The current version of the NLP-TE of the package heavily relies on Large Language Models (LLMs) for its QAS component.

Future plans involve incorporating other types of QAS implementations.

This Python package implementation closely follows the Raku implementation in “ML::TemplateEngine”, [AAp4], which, in turn, closely follows the Wolfram Language (WL) implementations in “NLP Template Engine”, [AAr1, AAv1],
and the WL paclet “NLPTemplateEngine”, [AAp5, AAv2].

An alternative, more comprehensive approach to building workflows code is given in [AAp2]. Another alternative is to use few-shot training of LLMs with examples provided by, say, the Python package “DSLExamples”, [AAp6].

Remark: See the vignette notebook corresponding to this document.

Problem formulation

We want to have a system (i.e. TE) that:

Generates relevant, correct, executable programming code based on natural language specifications of computational workflows
Can automatically recognize the workflow types
Can generate code for different programming languages and related software packages

The points above are given in order of importance; the most important are placed first.

Reliability of results

One of the main reasons to re-implement the WL NLP-TE, [AAr1, AAp1], into Raku is to have a more robust way of utilizing LLMs to generate code. That goal is more or less achieved with this package, but YMMV — if incomplete or wrong results are obtained run the NLP-TE with different LLM parameter settings or different LLMs.

Installation

From Zef ecosystem:

python3 -m pip install NLPTemplateEngine

Setup

Load packages and define LLM access objects:

			
from NLPTemplateEngine import *
from langchain_ollama import ChatOllama
import os
llm = ChatOllama(model=os.getenv("OLLAMA_MODEL", "gemma3:12b"))

Usage examples

Quantile Regression (WL)

Here the template is automatically determined:

			
from NLPTemplateEngine import *
qrCommand = """
Compute quantile regression with probabilities 0.4 and 0.6, with interpolation order 2, for the dataset dfTempBoston.
"""
concretize(qrCommand, llm=llm)

		

			
# qrObj=
# QRMonUnit[dfTempBoston]⟹
# QRMonEchoDataSummary[]⟹
# QRMonQuantileRegression[12, {0.4,0.6}, InterpolationOrder->2]⟹
# QRMonPlot["DateListPlot"->False,PlotTheme->"Detailed"]⟹
# QRMonErrorPlots["RelativeErrors"->False,"DateListPlot"->False,PlotTheme->"Detailed"];

		

Remark: In the code above the template type, “QuantileRegression”, was determined using an LLM-based classifier.

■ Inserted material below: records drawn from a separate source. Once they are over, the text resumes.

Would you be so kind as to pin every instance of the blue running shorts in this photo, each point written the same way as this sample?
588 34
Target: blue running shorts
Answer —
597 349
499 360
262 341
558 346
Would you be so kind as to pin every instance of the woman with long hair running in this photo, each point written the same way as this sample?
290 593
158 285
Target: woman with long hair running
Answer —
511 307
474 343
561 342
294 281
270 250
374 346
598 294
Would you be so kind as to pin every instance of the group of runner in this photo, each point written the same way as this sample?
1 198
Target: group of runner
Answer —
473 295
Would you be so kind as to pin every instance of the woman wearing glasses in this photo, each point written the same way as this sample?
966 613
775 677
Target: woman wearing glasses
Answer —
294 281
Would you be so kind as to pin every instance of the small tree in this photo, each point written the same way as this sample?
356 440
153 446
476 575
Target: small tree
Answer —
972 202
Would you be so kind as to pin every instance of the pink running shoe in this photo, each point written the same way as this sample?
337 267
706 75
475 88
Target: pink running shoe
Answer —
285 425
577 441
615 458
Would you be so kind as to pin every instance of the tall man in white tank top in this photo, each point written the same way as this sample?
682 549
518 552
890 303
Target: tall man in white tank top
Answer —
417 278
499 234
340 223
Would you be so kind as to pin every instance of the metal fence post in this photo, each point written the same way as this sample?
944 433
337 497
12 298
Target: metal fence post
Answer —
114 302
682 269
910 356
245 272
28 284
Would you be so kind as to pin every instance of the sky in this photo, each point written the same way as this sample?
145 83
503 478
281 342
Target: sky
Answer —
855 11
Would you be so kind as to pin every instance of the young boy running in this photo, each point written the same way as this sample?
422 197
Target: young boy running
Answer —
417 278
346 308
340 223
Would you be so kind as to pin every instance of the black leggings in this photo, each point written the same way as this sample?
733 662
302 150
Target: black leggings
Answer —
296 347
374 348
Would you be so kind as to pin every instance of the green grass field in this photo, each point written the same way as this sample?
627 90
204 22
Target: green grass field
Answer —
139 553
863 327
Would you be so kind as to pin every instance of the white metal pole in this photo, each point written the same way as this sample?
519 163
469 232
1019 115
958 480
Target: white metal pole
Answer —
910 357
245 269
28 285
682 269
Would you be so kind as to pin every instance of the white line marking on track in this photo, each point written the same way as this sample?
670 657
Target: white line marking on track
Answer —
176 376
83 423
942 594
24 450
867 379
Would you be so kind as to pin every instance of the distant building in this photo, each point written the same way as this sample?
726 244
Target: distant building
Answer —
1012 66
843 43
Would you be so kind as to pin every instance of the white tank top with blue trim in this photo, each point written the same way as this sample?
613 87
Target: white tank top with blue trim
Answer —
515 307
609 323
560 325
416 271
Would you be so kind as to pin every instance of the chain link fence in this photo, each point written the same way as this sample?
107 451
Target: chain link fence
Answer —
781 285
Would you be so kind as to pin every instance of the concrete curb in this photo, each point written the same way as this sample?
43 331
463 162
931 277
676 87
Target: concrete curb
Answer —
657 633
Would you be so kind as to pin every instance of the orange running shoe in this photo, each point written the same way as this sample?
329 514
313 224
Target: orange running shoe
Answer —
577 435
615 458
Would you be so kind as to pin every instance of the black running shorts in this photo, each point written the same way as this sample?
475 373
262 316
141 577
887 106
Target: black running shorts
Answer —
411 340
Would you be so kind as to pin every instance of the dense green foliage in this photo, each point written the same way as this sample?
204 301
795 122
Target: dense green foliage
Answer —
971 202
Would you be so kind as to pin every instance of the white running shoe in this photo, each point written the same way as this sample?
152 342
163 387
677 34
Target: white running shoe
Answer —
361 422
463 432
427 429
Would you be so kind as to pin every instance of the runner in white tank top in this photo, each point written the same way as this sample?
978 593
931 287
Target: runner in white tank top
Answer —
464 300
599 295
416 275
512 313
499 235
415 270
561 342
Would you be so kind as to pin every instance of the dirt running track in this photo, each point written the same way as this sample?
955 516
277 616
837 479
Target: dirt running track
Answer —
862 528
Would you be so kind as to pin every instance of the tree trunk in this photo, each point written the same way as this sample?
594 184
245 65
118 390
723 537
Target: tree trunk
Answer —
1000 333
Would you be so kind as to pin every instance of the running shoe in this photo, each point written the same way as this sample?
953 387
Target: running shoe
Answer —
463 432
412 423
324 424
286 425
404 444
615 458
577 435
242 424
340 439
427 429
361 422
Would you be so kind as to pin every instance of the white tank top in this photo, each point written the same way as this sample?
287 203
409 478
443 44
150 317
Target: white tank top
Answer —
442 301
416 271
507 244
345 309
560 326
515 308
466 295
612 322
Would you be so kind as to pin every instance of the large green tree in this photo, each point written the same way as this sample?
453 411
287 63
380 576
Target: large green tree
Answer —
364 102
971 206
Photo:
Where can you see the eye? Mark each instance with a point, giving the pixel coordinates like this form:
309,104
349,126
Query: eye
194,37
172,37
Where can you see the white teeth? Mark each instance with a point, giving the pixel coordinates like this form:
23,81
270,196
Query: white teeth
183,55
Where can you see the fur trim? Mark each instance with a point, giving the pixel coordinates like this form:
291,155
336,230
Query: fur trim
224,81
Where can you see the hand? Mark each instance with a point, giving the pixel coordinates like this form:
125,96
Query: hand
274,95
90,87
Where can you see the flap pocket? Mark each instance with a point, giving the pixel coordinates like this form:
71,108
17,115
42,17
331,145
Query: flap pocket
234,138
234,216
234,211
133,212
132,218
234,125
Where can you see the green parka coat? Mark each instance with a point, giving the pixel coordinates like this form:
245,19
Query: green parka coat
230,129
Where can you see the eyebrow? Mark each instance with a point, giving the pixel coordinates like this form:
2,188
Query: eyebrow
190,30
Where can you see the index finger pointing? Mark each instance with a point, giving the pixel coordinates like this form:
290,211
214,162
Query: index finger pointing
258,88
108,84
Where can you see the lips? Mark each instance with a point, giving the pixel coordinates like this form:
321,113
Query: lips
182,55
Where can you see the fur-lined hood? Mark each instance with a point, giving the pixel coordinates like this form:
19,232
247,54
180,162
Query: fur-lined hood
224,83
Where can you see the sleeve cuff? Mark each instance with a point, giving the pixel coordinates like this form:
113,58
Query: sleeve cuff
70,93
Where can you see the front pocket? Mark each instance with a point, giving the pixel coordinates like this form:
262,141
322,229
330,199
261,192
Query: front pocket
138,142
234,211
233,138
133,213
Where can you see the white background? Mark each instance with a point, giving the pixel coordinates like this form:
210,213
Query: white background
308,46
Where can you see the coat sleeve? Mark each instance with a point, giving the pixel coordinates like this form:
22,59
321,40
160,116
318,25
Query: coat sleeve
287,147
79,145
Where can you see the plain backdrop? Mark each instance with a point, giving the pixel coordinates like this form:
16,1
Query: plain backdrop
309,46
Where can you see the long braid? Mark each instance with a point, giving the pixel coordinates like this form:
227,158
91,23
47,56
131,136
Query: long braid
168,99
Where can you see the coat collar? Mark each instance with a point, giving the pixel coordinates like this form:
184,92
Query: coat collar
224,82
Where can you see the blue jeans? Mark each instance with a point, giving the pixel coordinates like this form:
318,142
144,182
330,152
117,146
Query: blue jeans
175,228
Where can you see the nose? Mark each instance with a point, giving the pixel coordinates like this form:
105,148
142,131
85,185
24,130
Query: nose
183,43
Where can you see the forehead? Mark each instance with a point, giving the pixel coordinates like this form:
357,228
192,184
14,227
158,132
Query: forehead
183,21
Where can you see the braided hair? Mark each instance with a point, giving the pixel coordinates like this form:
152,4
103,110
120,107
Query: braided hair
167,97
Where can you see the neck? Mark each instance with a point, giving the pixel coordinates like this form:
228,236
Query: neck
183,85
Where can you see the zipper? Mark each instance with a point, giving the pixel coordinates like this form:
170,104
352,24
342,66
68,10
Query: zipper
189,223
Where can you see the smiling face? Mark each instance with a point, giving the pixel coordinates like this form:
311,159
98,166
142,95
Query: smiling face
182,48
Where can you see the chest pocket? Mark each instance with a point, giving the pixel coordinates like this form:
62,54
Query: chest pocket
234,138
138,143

Latent Semantic Analysis (R)

			
lsaCommand = """
Extract 20 topics from the text corpus aAbstracts using the method NNMF. 
Show statistical thesaurus with the words neural, function, and notebook.
"""
concretize(lsaCommand, template = 'LatentSemanticAnalysis', lang = 'R')

		

			
# lsaObj <-
# LSAMonUnit(aAbstracts) %>%
# LSAMonMakeDocumentTermMatrix(stemWordsQ = Automatic, stopWords = Automatic) %>%
# LSAMonEchoDocumentTermMatrixStatistics(logBase = 10) %>%
# LSAMonApplyTermWeightFunctions(globalWeightFunction = "IDF", localWeightFunction = "None", normalizerFunction = "Cosine") %>%
# LSAMonExtractTopics(numberOfTopics = 20, method = "NNMF", maxSteps = 16, minNumberOfDocumentsPerTerm = 20) %>%
# LSAMonEchoTopicsTable(numberOfTerms = 10, wideFormQ = TRUE) %>%
# LSAMonEchoStatisticalThesaurus(words = c("neural", "function", "notebook"))

		

Random tabular data generation (Raku)

			
command = """
Make random table with 6 rows and 4 columns with the names <A1 B2 C3 D4>.
"""
concretize(command, template = 'RandomTabularDataset', lang = 'Raku', llm=llm)

			
# random-tabular-dataset(6, 4, "column-names-generator" => <A1 B2 C3 D4>, "form" => "table", "max-number-of-values" => 24, "min-number-of-values" => 24, "row-names" => False)

Remark: In the code above it was specified to use Google’s Gemini LLM service.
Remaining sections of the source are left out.